Abstract
One of the things to be desired in the study of microincinerated sections is an accurate means of estimating the relative quantities of inorganic salts in various cells. Such a method would permit a quantitative comparison of tissues taken from animals subjected to experimental procedures with similar normal cells. Furthermore it would be possible to study such processes as normal growth and differentiation in a more exact manner than the microincineration technique has permitted. A quantitative method also has many advantages in the examination of pathologic tissues and comparable normal ones. The technique for quantitative photography of incinerated sections devised by Schultz-Brauns 1 has many points to commend it; but it is, in the final analysis, a procedure which depends on the visual judgment of the observer. It seemed advisable, therefore, to develop a method which would be free from this objection.

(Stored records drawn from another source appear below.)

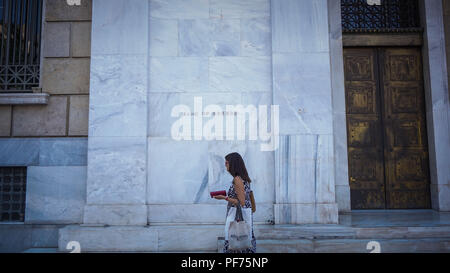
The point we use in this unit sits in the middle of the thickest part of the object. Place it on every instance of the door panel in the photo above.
(386, 131)
(364, 136)
(406, 154)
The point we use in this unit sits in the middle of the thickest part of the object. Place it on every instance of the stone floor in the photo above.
(414, 231)
(395, 218)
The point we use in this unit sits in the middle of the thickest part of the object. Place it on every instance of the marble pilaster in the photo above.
(117, 144)
(304, 162)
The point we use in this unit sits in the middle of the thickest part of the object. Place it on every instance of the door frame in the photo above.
(435, 88)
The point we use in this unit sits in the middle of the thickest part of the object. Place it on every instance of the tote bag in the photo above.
(238, 228)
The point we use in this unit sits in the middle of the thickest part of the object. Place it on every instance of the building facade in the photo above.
(363, 117)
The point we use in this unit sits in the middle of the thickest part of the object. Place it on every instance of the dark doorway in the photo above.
(386, 130)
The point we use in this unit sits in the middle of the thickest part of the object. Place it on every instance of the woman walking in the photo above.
(239, 191)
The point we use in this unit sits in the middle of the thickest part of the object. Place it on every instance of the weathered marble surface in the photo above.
(213, 212)
(43, 152)
(190, 179)
(179, 9)
(116, 170)
(437, 104)
(178, 74)
(239, 9)
(304, 163)
(55, 194)
(117, 103)
(163, 40)
(339, 109)
(116, 182)
(301, 82)
(63, 152)
(240, 74)
(119, 28)
(115, 215)
(299, 26)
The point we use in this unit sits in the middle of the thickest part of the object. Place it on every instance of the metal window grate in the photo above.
(12, 193)
(389, 16)
(20, 43)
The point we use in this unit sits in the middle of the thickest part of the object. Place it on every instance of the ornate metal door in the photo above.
(386, 134)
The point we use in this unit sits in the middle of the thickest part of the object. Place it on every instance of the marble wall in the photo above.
(437, 103)
(56, 176)
(219, 51)
(305, 189)
(116, 174)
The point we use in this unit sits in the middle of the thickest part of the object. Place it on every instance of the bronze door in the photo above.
(386, 134)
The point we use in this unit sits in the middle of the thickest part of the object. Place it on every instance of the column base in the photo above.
(323, 213)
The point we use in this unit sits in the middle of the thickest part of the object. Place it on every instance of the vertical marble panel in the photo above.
(163, 37)
(299, 26)
(302, 88)
(325, 176)
(437, 101)
(119, 27)
(339, 111)
(116, 170)
(240, 74)
(119, 96)
(178, 74)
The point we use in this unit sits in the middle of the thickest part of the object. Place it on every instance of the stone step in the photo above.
(416, 245)
(41, 250)
(345, 232)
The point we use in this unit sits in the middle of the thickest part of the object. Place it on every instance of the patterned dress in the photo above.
(232, 194)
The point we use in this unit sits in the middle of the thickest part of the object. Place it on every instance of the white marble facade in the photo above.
(148, 56)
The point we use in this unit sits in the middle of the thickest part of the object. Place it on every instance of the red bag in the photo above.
(215, 193)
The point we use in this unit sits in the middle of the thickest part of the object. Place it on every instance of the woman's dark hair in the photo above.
(237, 166)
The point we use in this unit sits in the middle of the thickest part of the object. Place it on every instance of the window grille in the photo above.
(388, 16)
(12, 193)
(20, 43)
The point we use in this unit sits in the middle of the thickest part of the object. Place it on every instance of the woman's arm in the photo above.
(240, 190)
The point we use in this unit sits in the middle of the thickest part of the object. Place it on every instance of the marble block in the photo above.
(299, 26)
(209, 37)
(112, 19)
(256, 38)
(302, 89)
(63, 152)
(306, 213)
(55, 194)
(116, 170)
(240, 74)
(179, 9)
(178, 74)
(118, 100)
(163, 37)
(115, 215)
(239, 9)
(304, 169)
(19, 151)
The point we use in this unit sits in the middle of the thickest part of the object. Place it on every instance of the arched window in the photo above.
(20, 43)
(380, 15)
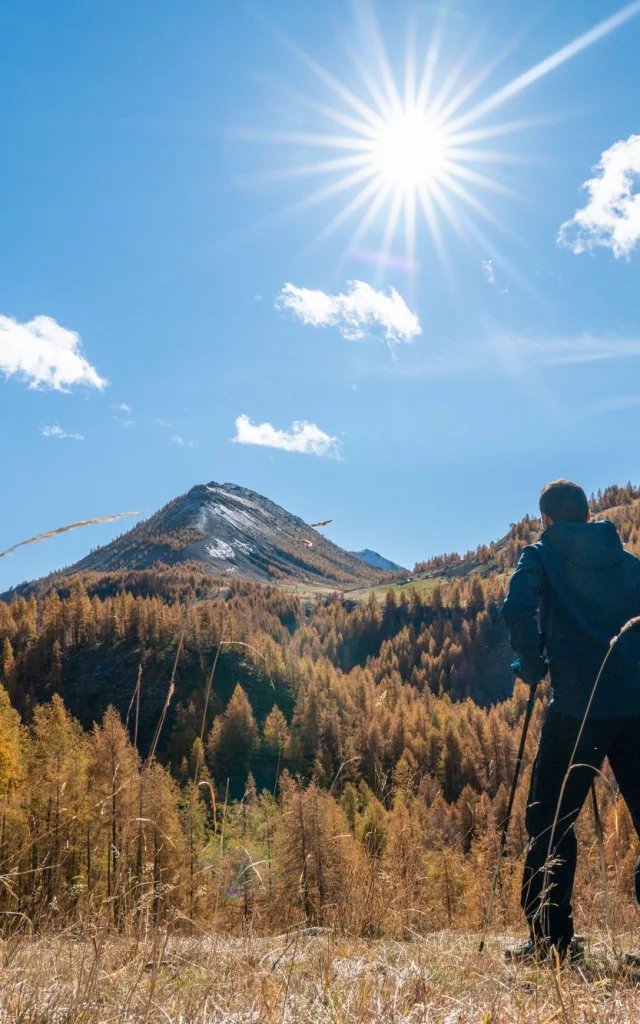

The nature and distribution of the inorganic salts in cells and tissues has been described.2, 3 The appearance of the ashed preparations in darkfield illumination is that of hoar frost on a blackened surface. With this means of illumination only the ash of the section is revealed by light reflected from the surfaces of the individual particles of mineral. It is assumed, therefore, as the particles are approximately the same size and nature, that the more mineral present in the microscopic field the greater the quantity of light reflected into the eye of the observer. This assumption has been checked, in as far as possible, by examining colloidal solutions at different dilutions with the darkfield microscope with the result that given a constant source of light the intensity of the beam emerging from the ocular is roughly proportional to the number of particles in the microscopic field.